"The Shining", à sa sortie, fut plutôt mal accueilli et trente ans plus tard il se trouve encore des gens pour penser que c'est l'un des grands ratages de Kubrick. Personnellement, je pense que c'est au contraire une de ses grandes réussites. A première vue, c'est un simple film d'horreur qui n'hésite pas à nous resservir un thème éculé du genre, celui de la maison hantée, laquelle devient ici un vaste hôtel perché on ne sait trop où. Mais Kubrick n'était pas homme à faire du réchauffé. Quand il s'attaquait à un genre cinématographique, c'était pour y apposer sa griffe unique, pour le marquer d'une empreinte indélébile. Cette histoire d'hôtel mystérieux où semblent errer d'étranges fantômes est en réalité une toile de fond sur laquelle se joue le véritable enjeu du film: la lente et inexorable descente d'un homme dans le cauchemar de sa propre folie.
Tout en gardant les personnages et les grandes lignes narratives du roman de Stephen King, Kubrick les subordonne ici à son propre univers, à son esthétique, à son projet.

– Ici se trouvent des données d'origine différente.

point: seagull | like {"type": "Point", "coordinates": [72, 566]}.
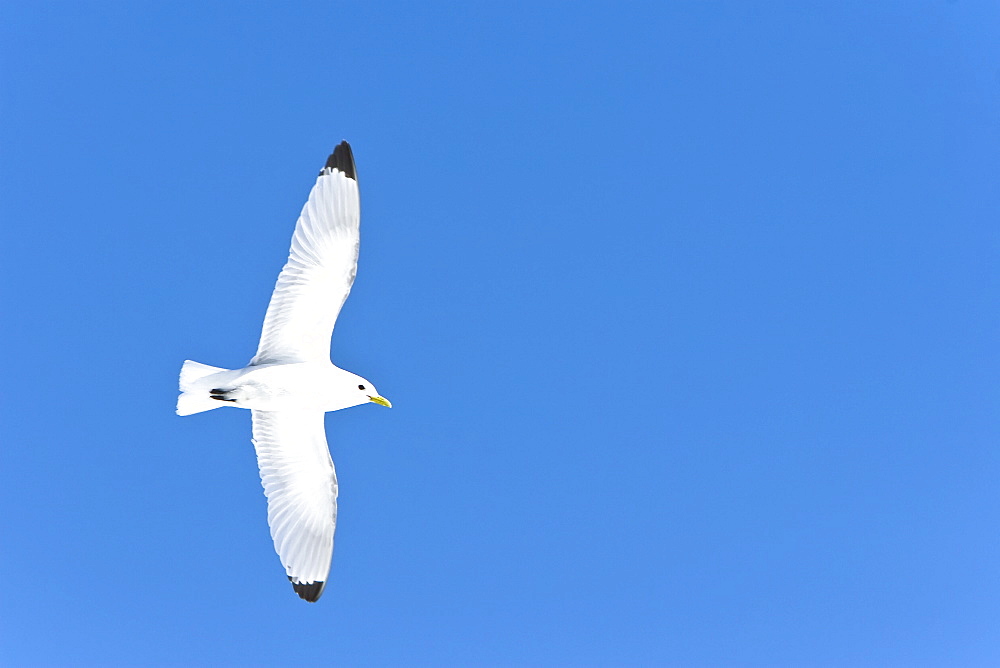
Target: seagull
{"type": "Point", "coordinates": [290, 383]}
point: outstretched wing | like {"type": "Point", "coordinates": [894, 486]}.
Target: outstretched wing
{"type": "Point", "coordinates": [317, 278]}
{"type": "Point", "coordinates": [300, 484]}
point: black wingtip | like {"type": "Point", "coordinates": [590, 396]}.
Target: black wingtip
{"type": "Point", "coordinates": [342, 159]}
{"type": "Point", "coordinates": [308, 591]}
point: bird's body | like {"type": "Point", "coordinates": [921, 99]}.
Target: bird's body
{"type": "Point", "coordinates": [290, 383]}
{"type": "Point", "coordinates": [317, 386]}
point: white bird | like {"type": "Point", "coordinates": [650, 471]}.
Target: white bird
{"type": "Point", "coordinates": [290, 383]}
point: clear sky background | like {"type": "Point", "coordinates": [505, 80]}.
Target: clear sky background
{"type": "Point", "coordinates": [688, 312]}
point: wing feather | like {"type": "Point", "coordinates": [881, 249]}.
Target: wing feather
{"type": "Point", "coordinates": [319, 273]}
{"type": "Point", "coordinates": [300, 484]}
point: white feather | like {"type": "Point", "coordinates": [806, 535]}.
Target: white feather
{"type": "Point", "coordinates": [300, 484]}
{"type": "Point", "coordinates": [317, 278]}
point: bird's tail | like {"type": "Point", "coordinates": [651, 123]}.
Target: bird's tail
{"type": "Point", "coordinates": [194, 394]}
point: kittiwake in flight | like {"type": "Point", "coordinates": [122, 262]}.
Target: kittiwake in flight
{"type": "Point", "coordinates": [290, 383]}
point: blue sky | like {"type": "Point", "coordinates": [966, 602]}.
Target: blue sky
{"type": "Point", "coordinates": [687, 311]}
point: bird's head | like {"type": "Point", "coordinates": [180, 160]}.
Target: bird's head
{"type": "Point", "coordinates": [364, 392]}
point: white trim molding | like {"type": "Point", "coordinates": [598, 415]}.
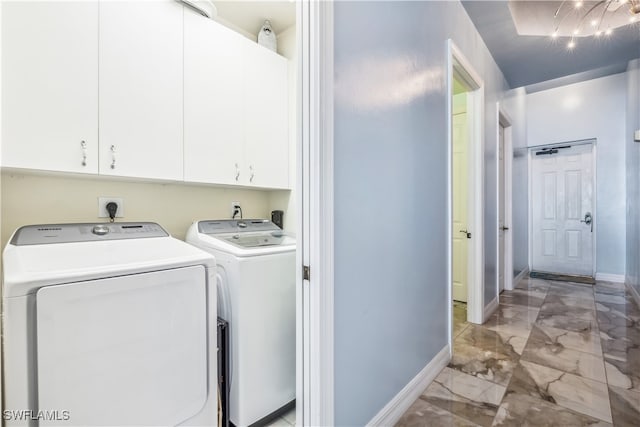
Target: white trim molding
{"type": "Point", "coordinates": [608, 277]}
{"type": "Point", "coordinates": [520, 276]}
{"type": "Point", "coordinates": [634, 293]}
{"type": "Point", "coordinates": [315, 328]}
{"type": "Point", "coordinates": [393, 411]}
{"type": "Point", "coordinates": [490, 309]}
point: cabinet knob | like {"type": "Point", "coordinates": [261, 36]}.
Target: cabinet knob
{"type": "Point", "coordinates": [83, 145]}
{"type": "Point", "coordinates": [113, 157]}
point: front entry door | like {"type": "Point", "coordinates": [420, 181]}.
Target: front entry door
{"type": "Point", "coordinates": [563, 210]}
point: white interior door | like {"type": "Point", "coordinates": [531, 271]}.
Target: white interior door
{"type": "Point", "coordinates": [501, 209]}
{"type": "Point", "coordinates": [563, 210]}
{"type": "Point", "coordinates": [460, 206]}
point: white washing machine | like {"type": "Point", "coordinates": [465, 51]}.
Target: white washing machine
{"type": "Point", "coordinates": [256, 295]}
{"type": "Point", "coordinates": [108, 324]}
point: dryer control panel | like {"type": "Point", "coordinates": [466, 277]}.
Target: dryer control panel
{"type": "Point", "coordinates": [92, 232]}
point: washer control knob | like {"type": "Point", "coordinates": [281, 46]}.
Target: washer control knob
{"type": "Point", "coordinates": [100, 230]}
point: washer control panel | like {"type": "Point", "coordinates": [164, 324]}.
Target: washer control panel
{"type": "Point", "coordinates": [219, 226]}
{"type": "Point", "coordinates": [68, 233]}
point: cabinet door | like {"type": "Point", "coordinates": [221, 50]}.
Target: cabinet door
{"type": "Point", "coordinates": [266, 117]}
{"type": "Point", "coordinates": [141, 89]}
{"type": "Point", "coordinates": [213, 133]}
{"type": "Point", "coordinates": [50, 86]}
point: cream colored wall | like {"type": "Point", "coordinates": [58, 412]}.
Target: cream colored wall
{"type": "Point", "coordinates": [37, 199]}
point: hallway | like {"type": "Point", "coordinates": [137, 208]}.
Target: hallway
{"type": "Point", "coordinates": [553, 354]}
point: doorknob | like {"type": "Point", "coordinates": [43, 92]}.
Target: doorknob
{"type": "Point", "coordinates": [467, 233]}
{"type": "Point", "coordinates": [588, 219]}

2001 était une odyssée spatiale et philosophique,
Barry Lyndon une odyssée historique. "The Shining", lui, est une odyssée mentale. C'est un voyage dans le labyrinthe du cerveau humain. Un labyrinthe dont l'hôtel Overlook, avec ses couloirs interminables, sa constante symétrie, ses moquettes aux motifs géométriques, offre une métaphore évidente, métaphore que file le labyrinthe de verdure attenant à l'hôtel lui-même.
Ce film n'assène pas des effets-choc. Il suggère. Distille. Déstabilise. Il crée le malaise par son décor, son atmosphère, sa musique. Bien sûr, il y a des scènes spectaculaires, comme celle des flots de sang qui jaillissent des ascenseurs, mais c'est malgré tout l'ambiguité qui domine, une ambiguité qui croît peu à peu, scène après scène, qui envahit le spectateur à mesure que la folie envahit Jack Nicholson. Le rythme du film est lent, mais c'est une lenteur lourde de menace, car très vite on sent que s'opère en Nicholson une évolution, une métamorphose. Coupé du monde, coupé de son inspiration de romancier, il se coupe progressivement de sa famille, se déconnecte de la réalité pour sombrer dans un univers de visions, de fantasmes et de voix intérieures.
Le tournage de ce chef-d'oeuvre de l'horreur fut, paraît-il, épique, Kubrick réclamant de ses acteurs ce qu'il réclamait de lui-même, à savoir la perfection, mais quand le résultat final est aussi majestueux, tous les efforts se trouvent justifiés. Du plan d'ouverture rythmé par la Symphonie Fantastique de Berlioz au mystérieux plan final que chacun peut interpréter à sa guise, ce film porte tout bonnement la marque du génie. A la vingtième, à la trentième vision, on continue de lui découvrir des subtilités, des interprétations nouvelles. C'est un film qu'on n'a jamais fini de voir, qui vous interpelle, qui vous interroge, qui vous ramène à lui. C'est un film universel et intemporel, car il parle de la folie qui sommeille en tout être humain. Et qu'un rien, hélas, peut réveiller.